よく驚かれるのですが、イズリールは僕含め社員2人、ショップ(渋谷パルコ)のバイト3人のとても小さな会社。単に物を仕入れて売るのではなく、自分のソフトを切り売りしていくことが、デザイナーとして生きて行く一つの手段だと思います。

もっとたくさんスタッフがいそうなイメージでした!

高倉:よく言われます(笑)。昔は雑誌に載せるためにいわゆるショールームにプレスをお願いしていたんですけど、今はもう直接スタイリストさんたちも来てくれるので、やめてしまいました。経費は押さえたいので、自分たちで出来ることは自分たちで動かないと。コレクションはお金をかけてやりますが、他は体裁なんて気にしなくていいでんすよ。今42歳ですが、独立した一社会人として思うのは、途中つまらないプライドがあったらやっていけないということ。決してヤケクソになるということではなく、何が来てももう大丈夫っていう感じです。

 

まさにアニキ肌!慕われていそうですね。

高倉:イズリールの顧客は “自立した男” が多いように思いますが、”自立したい男” も寄っておいで、という感じです(笑)。僕の服が着る人の気分を盛り上げたり、勇気を与えることが出来たら素晴らしいと思う。この立場で仕事をする使命ってそこなんですよね。大きく言えば、世のため人のため的な解釈に繋がるんですけど。結局一貫した自分の使命感がないと、自分がやる意味がないし、お金を稼ぐ理由もない。ただお金を稼ぐってなると、必ずどこかで折れちゃうんです。それを他の人にも伝えるっていうのは、使命が見つかった人の責任。ファッションビジネスはファッションを通じた人間ビジネス。コミュニケーションが最も大事だと思っています。

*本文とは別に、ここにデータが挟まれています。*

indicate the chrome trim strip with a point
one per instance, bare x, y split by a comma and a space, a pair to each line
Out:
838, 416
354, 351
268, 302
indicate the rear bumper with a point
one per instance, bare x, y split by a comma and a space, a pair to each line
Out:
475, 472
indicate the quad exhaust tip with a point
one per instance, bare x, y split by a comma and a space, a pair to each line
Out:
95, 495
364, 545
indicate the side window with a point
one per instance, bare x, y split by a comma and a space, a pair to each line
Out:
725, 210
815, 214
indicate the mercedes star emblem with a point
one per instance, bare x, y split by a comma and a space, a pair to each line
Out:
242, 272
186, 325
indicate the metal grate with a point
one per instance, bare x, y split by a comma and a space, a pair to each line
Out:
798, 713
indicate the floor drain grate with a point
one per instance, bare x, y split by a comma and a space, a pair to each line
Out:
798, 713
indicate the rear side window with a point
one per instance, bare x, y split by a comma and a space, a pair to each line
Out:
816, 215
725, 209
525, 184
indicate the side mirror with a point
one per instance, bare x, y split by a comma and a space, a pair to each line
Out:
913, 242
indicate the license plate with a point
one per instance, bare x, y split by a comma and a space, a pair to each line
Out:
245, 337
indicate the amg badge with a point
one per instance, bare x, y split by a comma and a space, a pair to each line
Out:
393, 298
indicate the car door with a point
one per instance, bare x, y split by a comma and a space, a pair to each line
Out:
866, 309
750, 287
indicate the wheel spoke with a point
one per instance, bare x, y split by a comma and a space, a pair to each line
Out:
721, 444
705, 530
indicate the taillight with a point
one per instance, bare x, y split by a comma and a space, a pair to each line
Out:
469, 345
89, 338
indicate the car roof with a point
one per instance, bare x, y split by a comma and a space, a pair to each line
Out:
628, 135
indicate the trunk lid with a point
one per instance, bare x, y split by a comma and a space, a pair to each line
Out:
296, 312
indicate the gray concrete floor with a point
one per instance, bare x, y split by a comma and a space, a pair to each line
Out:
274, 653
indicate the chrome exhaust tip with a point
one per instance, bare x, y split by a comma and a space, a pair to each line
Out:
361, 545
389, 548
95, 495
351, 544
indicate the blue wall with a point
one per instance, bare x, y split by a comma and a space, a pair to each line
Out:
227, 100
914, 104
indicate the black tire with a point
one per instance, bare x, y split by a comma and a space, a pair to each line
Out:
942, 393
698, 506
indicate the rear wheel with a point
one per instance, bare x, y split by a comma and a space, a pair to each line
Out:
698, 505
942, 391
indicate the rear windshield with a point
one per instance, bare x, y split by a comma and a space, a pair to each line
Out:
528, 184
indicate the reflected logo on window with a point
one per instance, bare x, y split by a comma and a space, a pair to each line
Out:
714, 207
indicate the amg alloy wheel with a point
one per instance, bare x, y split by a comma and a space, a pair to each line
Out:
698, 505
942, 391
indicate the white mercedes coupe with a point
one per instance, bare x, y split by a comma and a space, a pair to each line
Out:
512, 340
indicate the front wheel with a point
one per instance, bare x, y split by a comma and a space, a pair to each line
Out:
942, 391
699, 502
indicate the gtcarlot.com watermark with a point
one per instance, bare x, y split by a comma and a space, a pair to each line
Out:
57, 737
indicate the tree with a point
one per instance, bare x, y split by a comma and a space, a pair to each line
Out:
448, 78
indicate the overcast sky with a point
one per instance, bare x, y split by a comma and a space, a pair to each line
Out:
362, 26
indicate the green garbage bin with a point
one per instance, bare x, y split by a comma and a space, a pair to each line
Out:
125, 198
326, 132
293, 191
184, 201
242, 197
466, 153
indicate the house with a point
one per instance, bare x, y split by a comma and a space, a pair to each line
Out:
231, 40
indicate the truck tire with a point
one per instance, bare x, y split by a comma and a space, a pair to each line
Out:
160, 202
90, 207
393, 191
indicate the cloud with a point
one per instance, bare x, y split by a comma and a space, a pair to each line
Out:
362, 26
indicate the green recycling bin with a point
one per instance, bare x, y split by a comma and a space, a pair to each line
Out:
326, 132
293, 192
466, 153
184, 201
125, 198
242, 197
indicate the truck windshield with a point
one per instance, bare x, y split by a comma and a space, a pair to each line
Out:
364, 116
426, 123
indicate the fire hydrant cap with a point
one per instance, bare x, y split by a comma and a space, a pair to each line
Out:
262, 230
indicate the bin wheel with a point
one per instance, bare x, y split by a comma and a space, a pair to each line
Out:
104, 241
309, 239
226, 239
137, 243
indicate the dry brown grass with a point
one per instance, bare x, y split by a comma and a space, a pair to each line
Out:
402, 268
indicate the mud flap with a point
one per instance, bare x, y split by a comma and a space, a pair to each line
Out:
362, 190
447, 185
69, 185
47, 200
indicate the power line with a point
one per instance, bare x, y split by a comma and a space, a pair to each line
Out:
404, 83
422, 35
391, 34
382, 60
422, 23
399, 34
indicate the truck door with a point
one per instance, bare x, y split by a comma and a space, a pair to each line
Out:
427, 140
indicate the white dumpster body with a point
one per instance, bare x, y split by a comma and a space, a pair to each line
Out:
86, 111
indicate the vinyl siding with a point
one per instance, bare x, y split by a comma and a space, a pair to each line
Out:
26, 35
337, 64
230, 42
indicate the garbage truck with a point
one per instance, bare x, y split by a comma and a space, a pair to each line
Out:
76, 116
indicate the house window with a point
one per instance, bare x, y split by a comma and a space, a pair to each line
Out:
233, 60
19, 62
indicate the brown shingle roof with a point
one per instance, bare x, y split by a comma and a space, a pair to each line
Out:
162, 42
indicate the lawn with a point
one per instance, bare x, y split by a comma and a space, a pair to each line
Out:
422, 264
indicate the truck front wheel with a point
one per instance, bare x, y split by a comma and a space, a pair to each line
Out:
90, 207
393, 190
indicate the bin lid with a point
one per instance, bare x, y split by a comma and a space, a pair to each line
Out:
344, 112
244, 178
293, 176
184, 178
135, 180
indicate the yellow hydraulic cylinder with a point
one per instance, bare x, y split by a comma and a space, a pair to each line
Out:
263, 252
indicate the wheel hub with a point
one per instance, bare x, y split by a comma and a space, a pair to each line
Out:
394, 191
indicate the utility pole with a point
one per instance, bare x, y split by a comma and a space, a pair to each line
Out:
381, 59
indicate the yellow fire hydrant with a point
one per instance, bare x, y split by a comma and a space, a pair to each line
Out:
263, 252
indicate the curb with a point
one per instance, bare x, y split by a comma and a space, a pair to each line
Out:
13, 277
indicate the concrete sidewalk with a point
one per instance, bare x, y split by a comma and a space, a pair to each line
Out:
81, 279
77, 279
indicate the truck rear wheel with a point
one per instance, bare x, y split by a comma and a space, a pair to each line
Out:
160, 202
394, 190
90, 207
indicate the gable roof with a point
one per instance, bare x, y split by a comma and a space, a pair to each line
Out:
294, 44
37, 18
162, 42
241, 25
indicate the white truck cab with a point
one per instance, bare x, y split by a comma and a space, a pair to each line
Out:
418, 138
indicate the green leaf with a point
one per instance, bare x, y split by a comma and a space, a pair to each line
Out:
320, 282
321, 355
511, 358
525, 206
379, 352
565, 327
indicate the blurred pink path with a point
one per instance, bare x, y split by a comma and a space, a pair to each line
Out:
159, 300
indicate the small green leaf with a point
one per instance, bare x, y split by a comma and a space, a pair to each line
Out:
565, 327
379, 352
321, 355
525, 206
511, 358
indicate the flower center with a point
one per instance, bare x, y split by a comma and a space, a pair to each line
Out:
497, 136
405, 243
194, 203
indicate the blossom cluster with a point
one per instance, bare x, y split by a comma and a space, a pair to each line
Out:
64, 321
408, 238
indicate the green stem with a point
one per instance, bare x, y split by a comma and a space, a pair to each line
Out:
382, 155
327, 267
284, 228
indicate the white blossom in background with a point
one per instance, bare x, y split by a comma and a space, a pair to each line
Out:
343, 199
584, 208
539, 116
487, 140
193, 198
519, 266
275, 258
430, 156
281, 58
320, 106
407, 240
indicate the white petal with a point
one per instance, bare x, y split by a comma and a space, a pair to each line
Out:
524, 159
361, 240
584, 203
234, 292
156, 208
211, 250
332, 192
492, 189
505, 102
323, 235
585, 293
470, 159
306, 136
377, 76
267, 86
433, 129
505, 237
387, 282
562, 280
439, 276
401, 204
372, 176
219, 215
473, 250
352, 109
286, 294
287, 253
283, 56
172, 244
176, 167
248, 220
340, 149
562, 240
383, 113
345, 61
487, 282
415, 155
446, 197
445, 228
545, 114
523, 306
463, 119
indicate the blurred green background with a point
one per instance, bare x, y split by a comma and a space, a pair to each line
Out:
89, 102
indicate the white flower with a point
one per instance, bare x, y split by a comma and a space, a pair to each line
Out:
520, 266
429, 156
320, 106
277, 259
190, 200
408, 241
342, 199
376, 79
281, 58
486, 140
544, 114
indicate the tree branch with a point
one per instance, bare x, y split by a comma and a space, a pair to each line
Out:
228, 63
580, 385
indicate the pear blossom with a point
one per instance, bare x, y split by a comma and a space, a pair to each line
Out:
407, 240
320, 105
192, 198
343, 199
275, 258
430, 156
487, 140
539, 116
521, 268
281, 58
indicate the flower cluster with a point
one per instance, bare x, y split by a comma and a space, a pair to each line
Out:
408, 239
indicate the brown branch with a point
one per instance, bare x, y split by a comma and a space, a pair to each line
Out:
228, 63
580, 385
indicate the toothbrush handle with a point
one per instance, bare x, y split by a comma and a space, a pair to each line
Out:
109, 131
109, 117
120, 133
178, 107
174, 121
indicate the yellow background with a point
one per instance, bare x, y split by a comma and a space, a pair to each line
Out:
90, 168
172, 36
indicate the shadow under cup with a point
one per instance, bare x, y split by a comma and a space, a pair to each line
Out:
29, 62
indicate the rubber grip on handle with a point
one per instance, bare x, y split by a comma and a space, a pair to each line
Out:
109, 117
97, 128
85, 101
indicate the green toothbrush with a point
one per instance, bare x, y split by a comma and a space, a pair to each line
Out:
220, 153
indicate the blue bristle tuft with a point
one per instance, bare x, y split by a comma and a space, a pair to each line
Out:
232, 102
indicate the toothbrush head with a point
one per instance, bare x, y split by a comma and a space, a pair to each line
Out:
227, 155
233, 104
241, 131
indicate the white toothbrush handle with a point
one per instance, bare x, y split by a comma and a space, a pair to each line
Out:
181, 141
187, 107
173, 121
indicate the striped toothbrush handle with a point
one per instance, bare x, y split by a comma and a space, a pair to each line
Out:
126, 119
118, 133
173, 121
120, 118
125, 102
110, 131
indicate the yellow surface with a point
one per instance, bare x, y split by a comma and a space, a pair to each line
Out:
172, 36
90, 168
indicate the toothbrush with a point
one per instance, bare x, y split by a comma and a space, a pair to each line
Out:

最後に、まもなく発表される2011年春夏コレクションについて、少しだけ教えてください。

高倉:テーマは聚楽(じゅらく)。戦国武将など昔の人たちは、和よりも洋に対する憧れが強くて、かなりやんちゃな衣装や物が好きだったらしいんです。今回表現したいのは、その時代にある荒々しい豪華さ。今の日本のファッションにおいては決して主流ではないけれど、男の本心には強いものとか、豪華なものに憧れるところが必ずあると思うんです。ただ、今はそれをあからさまにすることができないから、蓋をしているだけで。それをちょっと開放して、思い切ったことをすることで前が拓ける! というメッセージに繋がって行きます。US ラグスやニューエラの別注アイテムもお楽しみに!